Although not a certainty, presence of retroactive provisions or potentially retroactive provisions is likely to raise questions of constitutionality. Research on the operation of a statute should always include an examination of both the statute and any amendments to assess their possible retroactive effects. If so, additional research into the relevant dates of events, enactment and amendment may give rise to rights and remedies for the client.
Legislative intent notwithstanding, the court may not give a statute retroactive effect if doing so offends constitutional principles. In re Marriage of Buol, 39 Cal.3d 751, 756 (1985).

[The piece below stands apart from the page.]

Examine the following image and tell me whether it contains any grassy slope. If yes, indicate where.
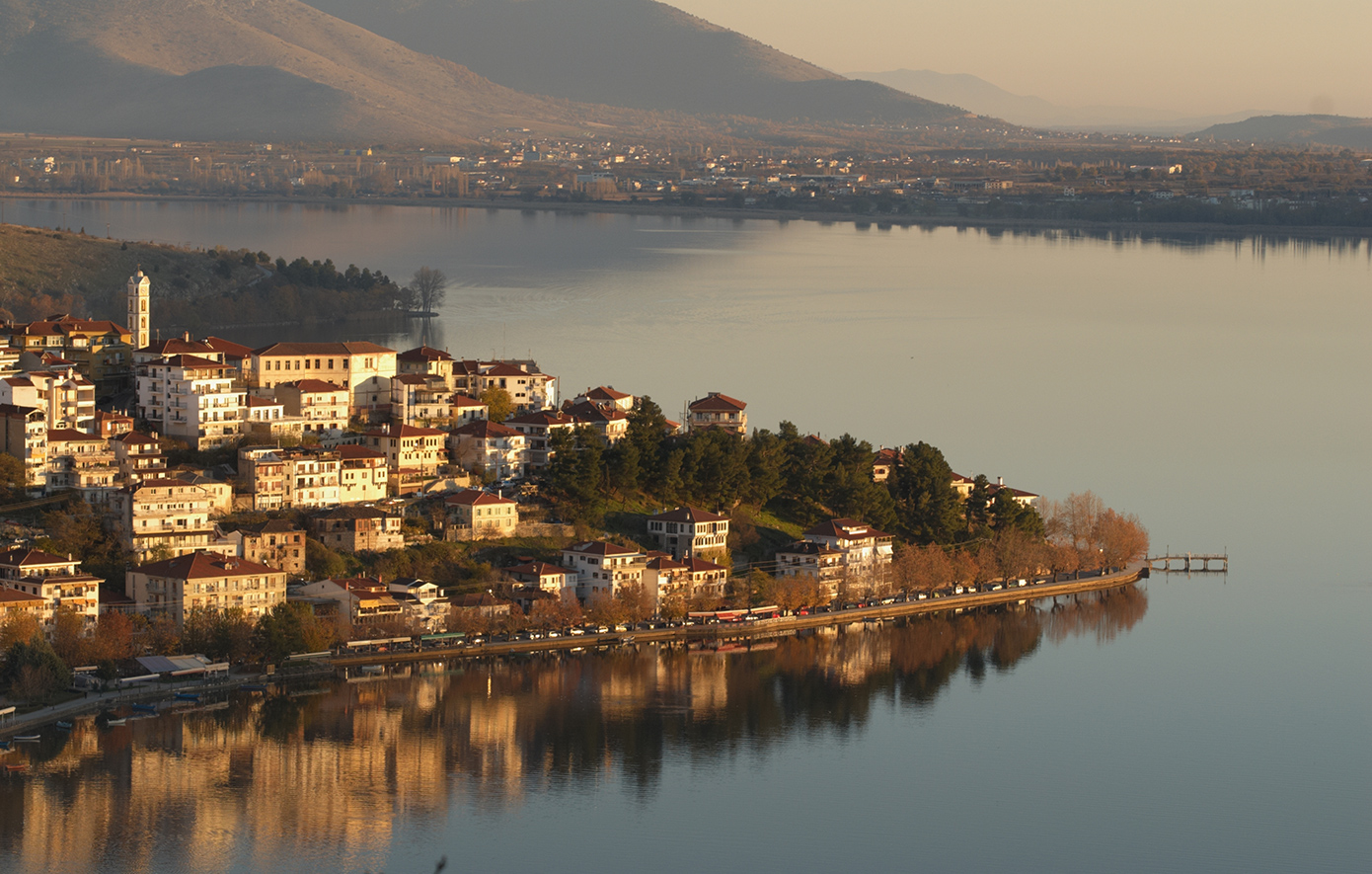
[0,225,258,322]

In determining whether a retroactive law contravenes the due process clause, we consider such factors as the significance of the state interest served by the law, the importance of the retroactive application of the law to the effectuation of that interest, the extent of reliance upon the former law, the legitimacy of that reliance, the extent of actions taken on the basis of that reliance, and the extent to which the retroactive application of the new law would disrupt those actions.

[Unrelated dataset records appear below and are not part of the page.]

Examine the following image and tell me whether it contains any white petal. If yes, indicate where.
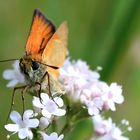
[28,119,39,128]
[50,132,58,140]
[28,130,33,140]
[18,128,29,139]
[57,134,64,140]
[23,109,33,119]
[4,124,19,132]
[115,95,124,104]
[42,109,52,118]
[32,97,44,108]
[108,101,116,111]
[39,117,49,130]
[88,107,99,115]
[53,109,66,116]
[39,131,49,140]
[54,97,64,107]
[10,111,21,123]
[41,93,50,104]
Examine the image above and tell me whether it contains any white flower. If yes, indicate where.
[33,93,66,118]
[3,60,25,87]
[93,115,129,140]
[39,117,49,130]
[39,131,64,140]
[5,110,39,139]
[102,83,124,111]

In re Marriage of Petropoulos, 91 Cal.App.4th 161, 174 (2001), quoting In re Marriage of Bouquet, 16 Cal.3d 583, 592-93 (1976). Thus, courts have been unsympathetic to retroactive legislative denial of rights to reimbursement for previously incurred debts. See, e.g., County of Sacramento v. Loeb, 160 Cal.App.3d 446, 459-60 (1984) ("As the Counties' contractual entitlement to the money arose at least in 1980-1981, if not before, application of a statute enacted in 1983 which purports to cut off that entitlement would clearly be retroactive" and would not be enforced.). Retroactive changes to statutes of limitation may trigger constitutional violations, E.g., Lampf, Pleva, Lipkind, Prupis & Petigrow v. Gilbertson, 501 U.S. 350 (1995) (superseded by statute). Even a new rule of constitutional law may trigger violations if applied retroactively. E.g., Landgraf v. USI Film Products, 511 U.S. 244 (1994); Teague v. Lane, 489 U.S. 288 (1989); Bender, The Retroactive Effect of an Overruling Constitutional Decision: Mapp v. Ohio, 110 U. Pa. L. Rev. 650, 655-56 (1962).